Bulgaria’s government approved Wednesday plans to add a new reactor at its Soviet-era nuclear power plant at Kozloduy, effectively ditching another project to build a new plant at Belene.
At its weekly session the cabinet backed “the building of unit 7 at Kozloduy with the available equipment from the project for the Belene nuclear power plant,” the government press service said in a statement.
The decision followed energy ministry talks with the US nuclear engineering company Westinghouse for a hybrid solution for a new unit at Kozloduy with US technology that would make the maximum use of Russian equipment which Bulgaria has already purchased for Belene.
Neither the cabinet nor the energy ministry provided details about the estimated cost of the project but expressed hopes that the new reactor can become operational in 10 years’ time.
The Kozloduy plant in northern Bulgaria currently operates two Soviet-built 1,000-megawatt units after shutting four smaller ones for safety reasons to secure the country’s EU accession in 2007.
The plant supplies one-third of the country’s electricity and the government recently extended the two reactors’ lifespans until 2027 and 2029.

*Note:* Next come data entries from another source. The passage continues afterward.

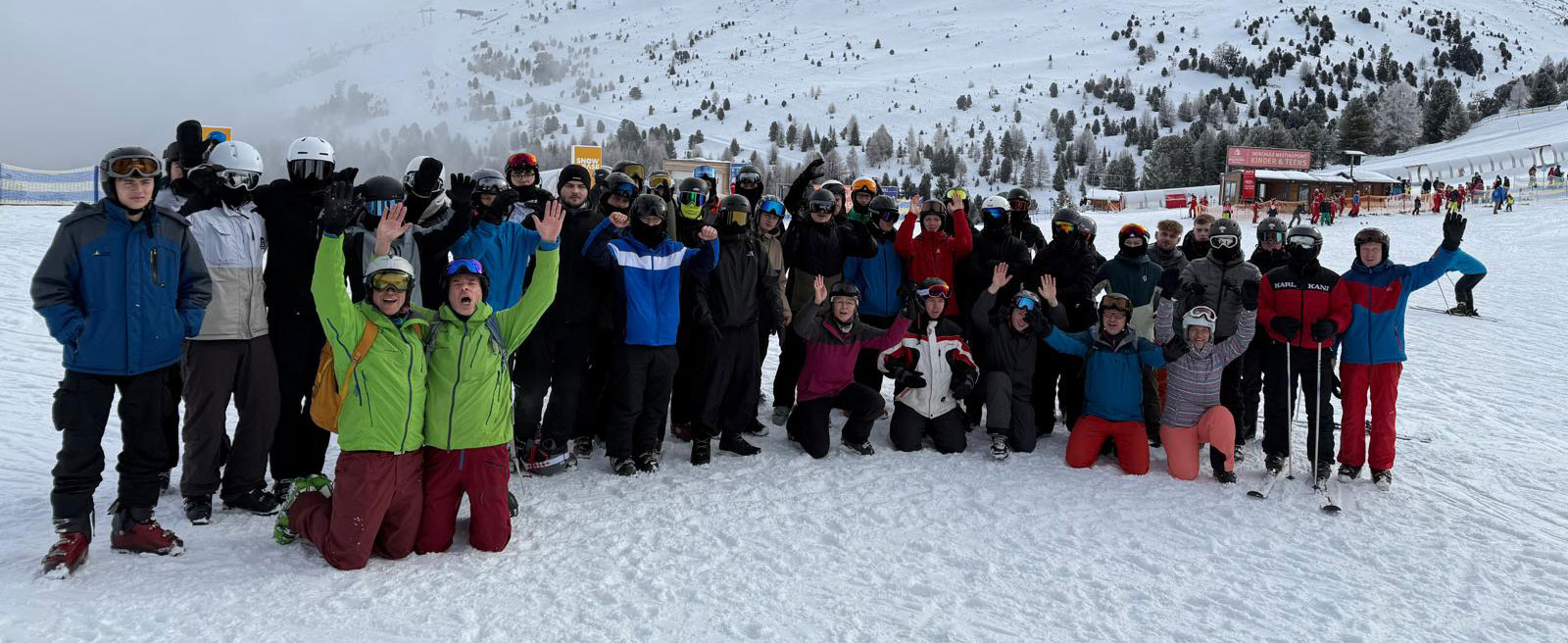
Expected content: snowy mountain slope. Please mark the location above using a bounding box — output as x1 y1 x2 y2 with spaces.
223 0 1568 181
0 204 1568 641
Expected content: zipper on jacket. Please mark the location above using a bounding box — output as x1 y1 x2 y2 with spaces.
445 322 468 448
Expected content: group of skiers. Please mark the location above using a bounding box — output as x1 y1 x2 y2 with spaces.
33 121 1464 575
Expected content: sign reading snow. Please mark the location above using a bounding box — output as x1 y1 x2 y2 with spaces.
1225 146 1312 170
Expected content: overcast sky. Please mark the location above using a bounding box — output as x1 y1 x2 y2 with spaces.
0 0 404 170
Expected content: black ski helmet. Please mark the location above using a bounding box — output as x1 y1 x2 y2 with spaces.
1356 227 1390 262
99 146 165 207
806 188 839 214
718 194 751 233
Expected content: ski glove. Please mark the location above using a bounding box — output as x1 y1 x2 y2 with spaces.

To compensate for Kozloduy’s partial closure, Bulgaria had long been looking into options to build a second twin-reactor plant at Belene, also in the north.
It had already ditched the project once in 2012, scrapping a deal with Russia’s nuclear company Atomstroyexport while ending up with equipment that included two 1,000-megawatt reactors for the new plant.
Some nuclear experts had also questioned the viability of a project as large as Belene because neither Bulgaria nor its neighbours are expected to need new energy sources before 2035.
Bulgaria has recently come under US and EU pressure to limit its huge energy dependence on Russia.
The US nuclear industry has shown interest in the region recently, with AECom vying to finance two more reactors at Romania’s only nuclear plant at Cerna Voda, which lies near the border with Bulgaria.